In this study, we investigated relationships between prior chronic use of NSAID and glucocorticoid medications with cachexia at cancer diagnosis. Multivariate analyses demonstrated a particularly relevant 25% reduction in likelihood of cachexia presentation associated with the NSAID medication class that was independent of potentially confounding patient and tumor characteristics, including comorbidities. Furthermore, our survival and post-diagnosis cachexia analyses are consistent with a delay in cachexia progression attributable to these medications. Although retrospective studies cannot establish causality and are vulnerable to sampling bias, we applied statistical rigor to our dataset through the application of multiple analytical methods and subdivided our cohort to decrease bias and reduce error in our investigation. The novel focus of this study on use of NSAIDs and glucocorticoids prior to cancer treatment intervention primarily highlights NSAIDs for further investigation of therapeutic potential early in cachexia-specific cancer management.

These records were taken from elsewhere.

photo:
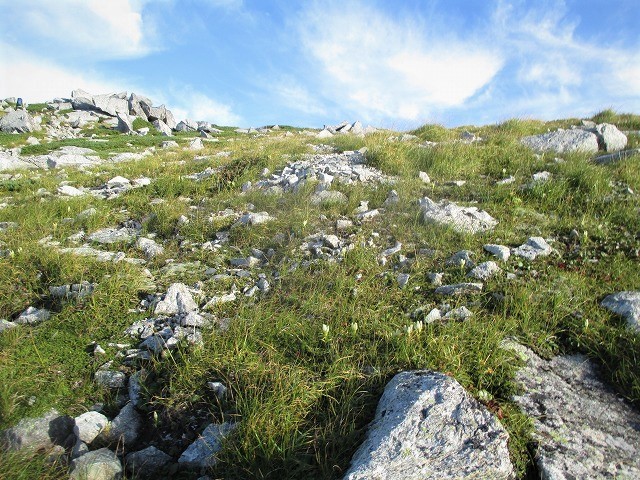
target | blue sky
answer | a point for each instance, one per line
(395, 64)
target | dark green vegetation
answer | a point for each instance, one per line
(303, 397)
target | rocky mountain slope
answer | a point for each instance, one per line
(188, 300)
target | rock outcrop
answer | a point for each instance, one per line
(427, 426)
(582, 428)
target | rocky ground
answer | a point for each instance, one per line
(185, 300)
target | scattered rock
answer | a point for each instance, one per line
(499, 251)
(100, 464)
(459, 289)
(147, 463)
(627, 305)
(33, 316)
(177, 300)
(18, 121)
(41, 433)
(582, 428)
(427, 426)
(89, 425)
(201, 453)
(463, 219)
(485, 271)
(533, 248)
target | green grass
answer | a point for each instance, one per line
(303, 398)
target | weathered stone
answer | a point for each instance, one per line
(124, 429)
(18, 121)
(163, 128)
(583, 430)
(427, 426)
(110, 378)
(125, 124)
(201, 453)
(33, 316)
(499, 251)
(485, 271)
(89, 425)
(38, 433)
(533, 248)
(70, 191)
(100, 464)
(147, 463)
(463, 219)
(459, 289)
(177, 300)
(149, 247)
(610, 138)
(563, 141)
(627, 305)
(6, 325)
(113, 235)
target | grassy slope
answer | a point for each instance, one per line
(304, 398)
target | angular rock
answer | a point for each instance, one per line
(125, 124)
(201, 453)
(462, 219)
(533, 248)
(42, 433)
(163, 128)
(149, 247)
(485, 271)
(100, 464)
(582, 428)
(89, 425)
(459, 289)
(562, 141)
(6, 325)
(113, 235)
(33, 316)
(110, 378)
(499, 251)
(177, 300)
(610, 138)
(627, 305)
(147, 463)
(18, 121)
(124, 429)
(427, 426)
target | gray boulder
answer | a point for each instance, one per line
(18, 121)
(177, 300)
(33, 316)
(162, 127)
(562, 141)
(610, 138)
(462, 219)
(533, 248)
(122, 430)
(201, 453)
(89, 425)
(42, 433)
(147, 463)
(627, 305)
(125, 124)
(582, 428)
(100, 464)
(428, 427)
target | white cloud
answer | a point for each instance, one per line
(103, 29)
(379, 67)
(186, 102)
(37, 79)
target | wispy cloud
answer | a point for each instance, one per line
(381, 67)
(96, 28)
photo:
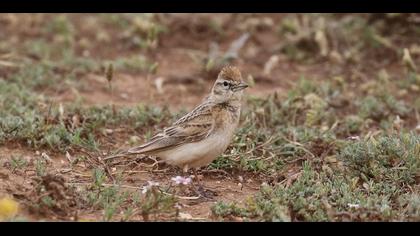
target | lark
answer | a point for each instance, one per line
(199, 137)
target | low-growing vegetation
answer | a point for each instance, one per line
(330, 129)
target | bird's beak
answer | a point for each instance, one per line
(240, 87)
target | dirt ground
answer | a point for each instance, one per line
(184, 86)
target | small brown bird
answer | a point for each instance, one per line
(200, 136)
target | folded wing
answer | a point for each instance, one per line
(193, 127)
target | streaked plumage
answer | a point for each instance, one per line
(197, 138)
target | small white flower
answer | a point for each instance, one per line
(149, 185)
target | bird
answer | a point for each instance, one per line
(200, 136)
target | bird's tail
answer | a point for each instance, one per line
(116, 155)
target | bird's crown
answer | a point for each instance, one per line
(230, 73)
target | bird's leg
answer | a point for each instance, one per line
(201, 190)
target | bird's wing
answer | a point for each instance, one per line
(192, 127)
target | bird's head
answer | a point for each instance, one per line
(228, 86)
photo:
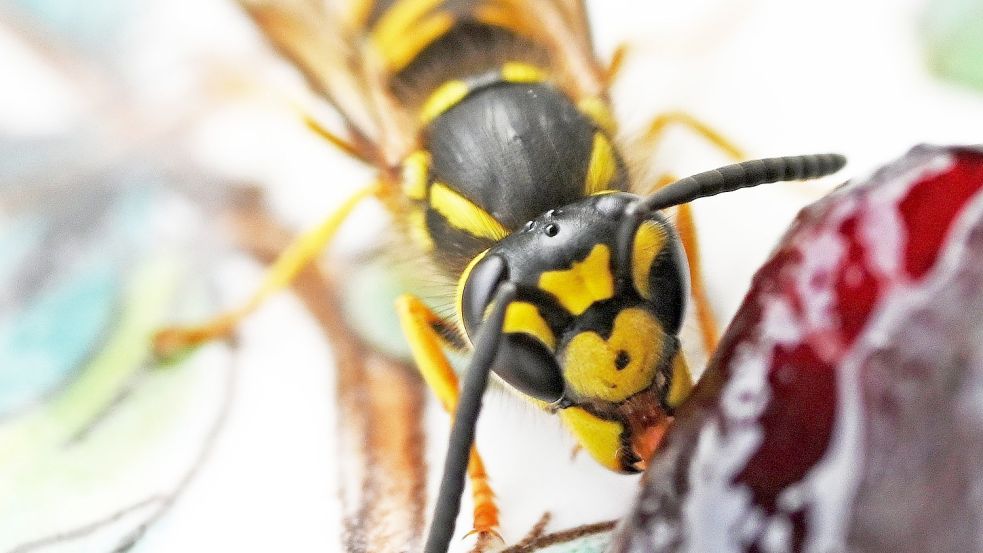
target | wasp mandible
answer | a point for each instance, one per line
(489, 124)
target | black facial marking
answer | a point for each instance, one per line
(622, 360)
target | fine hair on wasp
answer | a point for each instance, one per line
(489, 126)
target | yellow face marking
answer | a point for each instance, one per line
(583, 283)
(518, 72)
(418, 229)
(602, 165)
(682, 381)
(416, 169)
(597, 109)
(462, 214)
(443, 99)
(591, 363)
(649, 241)
(523, 317)
(601, 438)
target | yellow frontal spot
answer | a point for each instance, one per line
(416, 170)
(649, 241)
(591, 363)
(682, 381)
(584, 283)
(518, 72)
(602, 165)
(444, 98)
(598, 111)
(601, 438)
(463, 214)
(523, 317)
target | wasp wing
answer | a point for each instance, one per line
(325, 41)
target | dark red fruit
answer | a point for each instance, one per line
(844, 407)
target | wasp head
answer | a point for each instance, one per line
(592, 332)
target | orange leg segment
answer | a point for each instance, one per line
(170, 341)
(418, 325)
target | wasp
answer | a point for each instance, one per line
(490, 127)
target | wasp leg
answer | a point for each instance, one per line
(419, 323)
(169, 341)
(657, 129)
(346, 146)
(686, 228)
(617, 63)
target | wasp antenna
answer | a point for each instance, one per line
(723, 179)
(743, 175)
(465, 419)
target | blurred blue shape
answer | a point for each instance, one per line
(49, 340)
(953, 34)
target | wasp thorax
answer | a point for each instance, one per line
(587, 327)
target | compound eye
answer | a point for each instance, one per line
(479, 288)
(529, 367)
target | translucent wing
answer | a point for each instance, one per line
(325, 40)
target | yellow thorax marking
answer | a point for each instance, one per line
(519, 72)
(601, 438)
(523, 317)
(584, 283)
(463, 214)
(602, 165)
(649, 241)
(406, 28)
(416, 170)
(417, 221)
(590, 362)
(444, 98)
(597, 109)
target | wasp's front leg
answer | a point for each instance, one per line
(422, 328)
(172, 340)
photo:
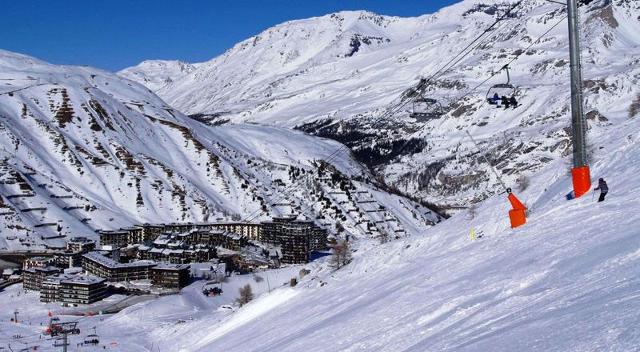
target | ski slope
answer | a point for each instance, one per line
(307, 74)
(566, 281)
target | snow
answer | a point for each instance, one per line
(123, 156)
(565, 281)
(299, 72)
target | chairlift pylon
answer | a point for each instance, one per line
(424, 109)
(501, 89)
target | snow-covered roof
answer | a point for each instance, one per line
(82, 280)
(110, 263)
(168, 266)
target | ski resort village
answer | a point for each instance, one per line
(320, 176)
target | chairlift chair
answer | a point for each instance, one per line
(425, 109)
(92, 339)
(501, 89)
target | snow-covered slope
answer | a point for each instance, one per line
(334, 75)
(83, 149)
(155, 74)
(565, 282)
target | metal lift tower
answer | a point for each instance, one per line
(580, 172)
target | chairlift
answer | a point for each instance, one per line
(501, 90)
(425, 109)
(91, 339)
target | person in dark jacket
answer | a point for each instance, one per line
(505, 101)
(602, 186)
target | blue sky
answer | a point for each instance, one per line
(114, 34)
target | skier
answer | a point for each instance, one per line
(602, 186)
(494, 99)
(505, 102)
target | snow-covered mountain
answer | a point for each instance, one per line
(155, 74)
(83, 149)
(334, 75)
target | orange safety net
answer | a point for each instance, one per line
(581, 180)
(517, 215)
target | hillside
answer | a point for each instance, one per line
(83, 149)
(334, 75)
(564, 282)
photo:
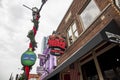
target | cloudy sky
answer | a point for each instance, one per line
(15, 22)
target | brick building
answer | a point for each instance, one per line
(34, 77)
(92, 31)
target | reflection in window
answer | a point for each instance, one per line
(89, 14)
(72, 34)
(110, 64)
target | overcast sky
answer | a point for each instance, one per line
(15, 22)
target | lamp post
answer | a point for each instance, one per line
(28, 58)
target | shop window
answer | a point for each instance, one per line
(110, 64)
(72, 33)
(89, 71)
(89, 14)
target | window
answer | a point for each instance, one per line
(89, 14)
(117, 3)
(89, 71)
(110, 64)
(72, 33)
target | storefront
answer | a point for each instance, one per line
(98, 59)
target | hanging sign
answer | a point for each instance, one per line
(28, 58)
(56, 45)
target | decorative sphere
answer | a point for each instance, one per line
(28, 58)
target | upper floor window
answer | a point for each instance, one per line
(117, 3)
(89, 14)
(72, 33)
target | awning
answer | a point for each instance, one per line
(110, 33)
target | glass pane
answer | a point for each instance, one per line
(76, 34)
(89, 71)
(69, 32)
(74, 27)
(89, 14)
(110, 64)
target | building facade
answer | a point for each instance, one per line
(47, 62)
(34, 77)
(92, 31)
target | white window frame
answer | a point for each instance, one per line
(86, 11)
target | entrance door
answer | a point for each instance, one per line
(66, 76)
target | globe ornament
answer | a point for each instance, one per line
(28, 58)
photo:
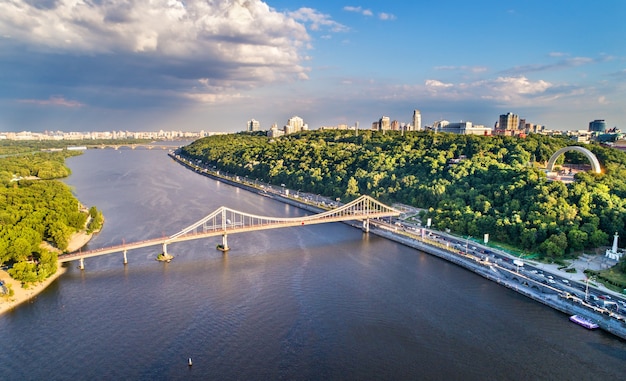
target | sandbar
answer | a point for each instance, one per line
(21, 294)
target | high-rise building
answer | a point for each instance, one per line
(598, 125)
(384, 123)
(509, 122)
(253, 125)
(417, 120)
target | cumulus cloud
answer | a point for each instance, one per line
(471, 69)
(162, 43)
(363, 11)
(317, 20)
(56, 100)
(501, 88)
(386, 16)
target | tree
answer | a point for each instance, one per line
(353, 188)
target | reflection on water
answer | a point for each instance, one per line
(309, 302)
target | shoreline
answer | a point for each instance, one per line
(21, 294)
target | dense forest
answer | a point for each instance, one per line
(35, 208)
(469, 184)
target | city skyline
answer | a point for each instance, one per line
(196, 65)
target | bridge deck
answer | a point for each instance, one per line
(344, 213)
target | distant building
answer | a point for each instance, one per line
(509, 124)
(295, 124)
(253, 125)
(417, 120)
(598, 125)
(462, 128)
(274, 132)
(384, 123)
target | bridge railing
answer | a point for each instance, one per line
(224, 219)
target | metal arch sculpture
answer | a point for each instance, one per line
(595, 164)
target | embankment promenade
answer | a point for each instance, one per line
(21, 294)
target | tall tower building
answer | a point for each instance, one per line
(509, 122)
(295, 124)
(598, 125)
(384, 123)
(417, 120)
(253, 125)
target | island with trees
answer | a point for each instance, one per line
(39, 215)
(467, 184)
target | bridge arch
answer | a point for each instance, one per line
(595, 164)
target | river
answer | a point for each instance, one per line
(305, 303)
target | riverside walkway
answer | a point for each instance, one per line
(224, 221)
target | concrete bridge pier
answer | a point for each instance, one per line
(366, 225)
(224, 246)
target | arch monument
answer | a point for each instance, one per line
(595, 164)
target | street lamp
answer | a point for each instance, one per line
(467, 243)
(587, 288)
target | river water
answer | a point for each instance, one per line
(304, 303)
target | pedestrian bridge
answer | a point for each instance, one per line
(226, 221)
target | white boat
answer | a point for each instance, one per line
(583, 322)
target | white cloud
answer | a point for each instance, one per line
(56, 100)
(510, 89)
(386, 16)
(317, 20)
(364, 12)
(471, 69)
(435, 84)
(236, 35)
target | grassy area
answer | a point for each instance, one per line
(510, 249)
(612, 278)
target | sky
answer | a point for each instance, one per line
(212, 65)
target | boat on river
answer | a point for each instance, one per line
(583, 322)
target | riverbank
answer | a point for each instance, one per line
(21, 294)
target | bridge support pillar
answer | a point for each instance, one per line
(224, 245)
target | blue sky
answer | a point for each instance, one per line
(140, 65)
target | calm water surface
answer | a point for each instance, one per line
(306, 303)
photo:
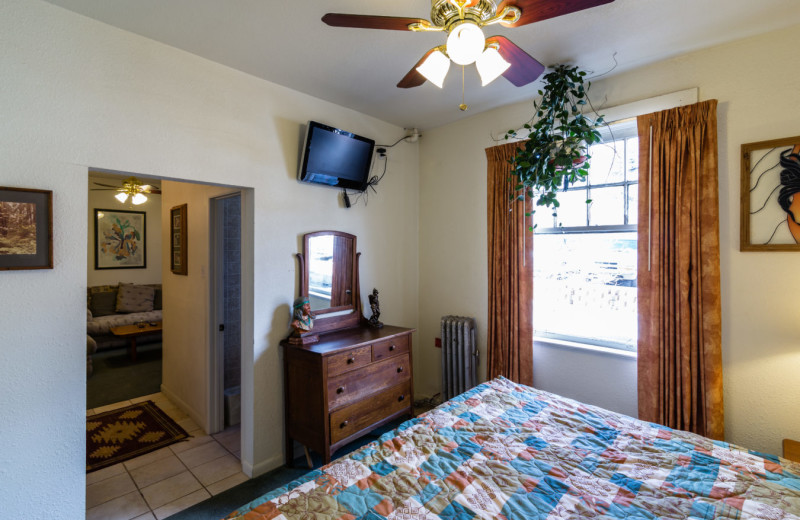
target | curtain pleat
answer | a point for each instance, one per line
(680, 346)
(510, 329)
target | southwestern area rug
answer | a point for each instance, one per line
(125, 433)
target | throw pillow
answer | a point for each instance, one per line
(103, 303)
(135, 298)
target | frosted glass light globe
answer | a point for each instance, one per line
(465, 43)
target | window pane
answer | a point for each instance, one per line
(632, 158)
(585, 287)
(608, 206)
(607, 163)
(633, 204)
(543, 217)
(572, 211)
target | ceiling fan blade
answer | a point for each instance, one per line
(414, 78)
(524, 68)
(538, 10)
(365, 21)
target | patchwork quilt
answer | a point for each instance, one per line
(507, 451)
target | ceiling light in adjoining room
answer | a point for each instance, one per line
(435, 68)
(465, 43)
(490, 65)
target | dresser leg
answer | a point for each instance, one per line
(289, 452)
(326, 455)
(308, 458)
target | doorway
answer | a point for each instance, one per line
(226, 264)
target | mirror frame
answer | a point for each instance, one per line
(323, 323)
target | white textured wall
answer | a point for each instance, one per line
(77, 93)
(757, 84)
(152, 209)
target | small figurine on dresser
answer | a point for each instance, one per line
(375, 307)
(302, 322)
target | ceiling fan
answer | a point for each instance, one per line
(131, 187)
(466, 44)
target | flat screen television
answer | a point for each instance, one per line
(336, 158)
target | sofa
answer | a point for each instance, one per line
(123, 304)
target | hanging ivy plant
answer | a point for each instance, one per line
(555, 154)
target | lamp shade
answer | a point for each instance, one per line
(465, 43)
(490, 65)
(435, 68)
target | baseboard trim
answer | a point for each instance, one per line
(262, 467)
(180, 403)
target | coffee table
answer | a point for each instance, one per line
(134, 331)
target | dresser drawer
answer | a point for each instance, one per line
(353, 386)
(349, 360)
(389, 348)
(359, 415)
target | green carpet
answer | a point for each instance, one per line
(221, 505)
(116, 378)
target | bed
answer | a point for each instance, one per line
(508, 451)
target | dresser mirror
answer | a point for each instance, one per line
(329, 278)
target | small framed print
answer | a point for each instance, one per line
(770, 195)
(26, 229)
(120, 239)
(178, 243)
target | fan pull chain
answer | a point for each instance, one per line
(463, 106)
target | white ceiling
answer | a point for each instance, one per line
(286, 43)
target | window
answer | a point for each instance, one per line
(585, 254)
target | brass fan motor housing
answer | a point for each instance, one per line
(446, 14)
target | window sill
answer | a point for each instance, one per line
(584, 346)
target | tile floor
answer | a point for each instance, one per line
(163, 482)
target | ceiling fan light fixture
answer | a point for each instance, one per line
(435, 68)
(465, 43)
(490, 65)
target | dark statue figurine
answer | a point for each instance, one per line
(375, 307)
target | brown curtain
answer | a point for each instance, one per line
(680, 348)
(510, 331)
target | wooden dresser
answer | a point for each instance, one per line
(345, 385)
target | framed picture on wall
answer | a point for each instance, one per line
(120, 239)
(26, 229)
(178, 240)
(770, 195)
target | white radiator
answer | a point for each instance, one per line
(459, 355)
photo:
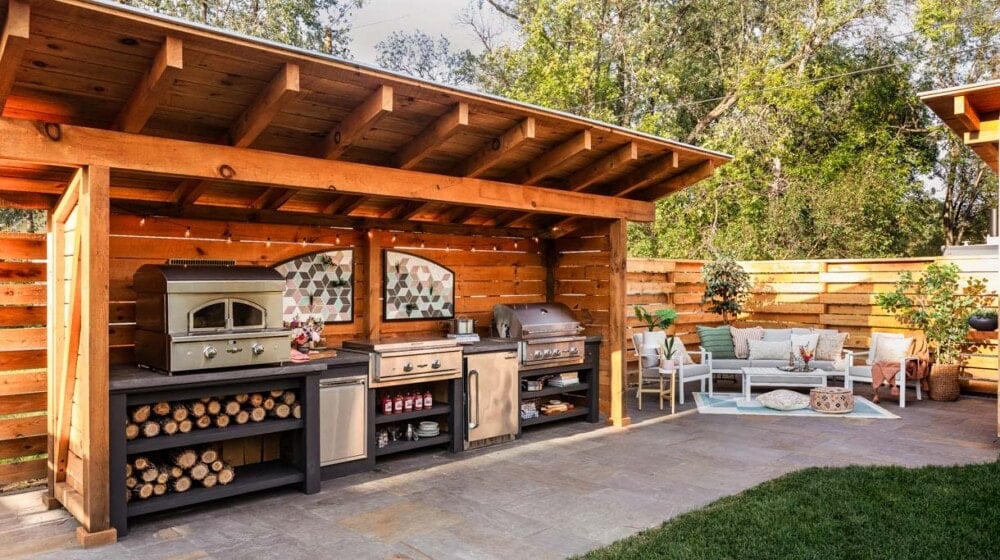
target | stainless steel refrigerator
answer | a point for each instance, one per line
(492, 398)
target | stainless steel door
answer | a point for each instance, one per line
(343, 419)
(492, 387)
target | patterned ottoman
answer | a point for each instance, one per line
(831, 400)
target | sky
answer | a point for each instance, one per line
(378, 18)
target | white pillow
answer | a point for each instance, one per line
(776, 334)
(807, 340)
(769, 349)
(876, 339)
(892, 349)
(783, 399)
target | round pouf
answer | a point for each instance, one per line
(831, 400)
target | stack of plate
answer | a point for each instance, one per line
(428, 429)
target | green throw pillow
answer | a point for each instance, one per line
(718, 341)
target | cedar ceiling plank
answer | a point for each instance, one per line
(625, 155)
(432, 137)
(649, 174)
(498, 148)
(360, 121)
(13, 43)
(679, 182)
(283, 89)
(966, 114)
(22, 140)
(153, 88)
(556, 157)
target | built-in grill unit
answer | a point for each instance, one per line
(197, 317)
(547, 333)
(399, 361)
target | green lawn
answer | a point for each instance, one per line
(825, 513)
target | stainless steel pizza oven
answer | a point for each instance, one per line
(196, 317)
(548, 333)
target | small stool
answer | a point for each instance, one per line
(831, 400)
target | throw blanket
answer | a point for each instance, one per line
(884, 373)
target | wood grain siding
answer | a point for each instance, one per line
(836, 294)
(23, 403)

Bridging Cachexia Pathophysiology and Therapeutic Strategy

Our decision to further investigate the therapeutic potential of NSAID and glucocorticoid medications stemmed from the mechanistic link between these medications and cachexia, as well as further evidence from animal models (17) and clinical trials supporting the use of these medications to attenuate weight loss in the setting of advanced malignancy (Supplementary Table 1) (1822). In our comprehensive literature review, we were unable to identify any prior attempts at evaluating potential benefits of these medications in early or even sub-clinical stages of cachexia progression.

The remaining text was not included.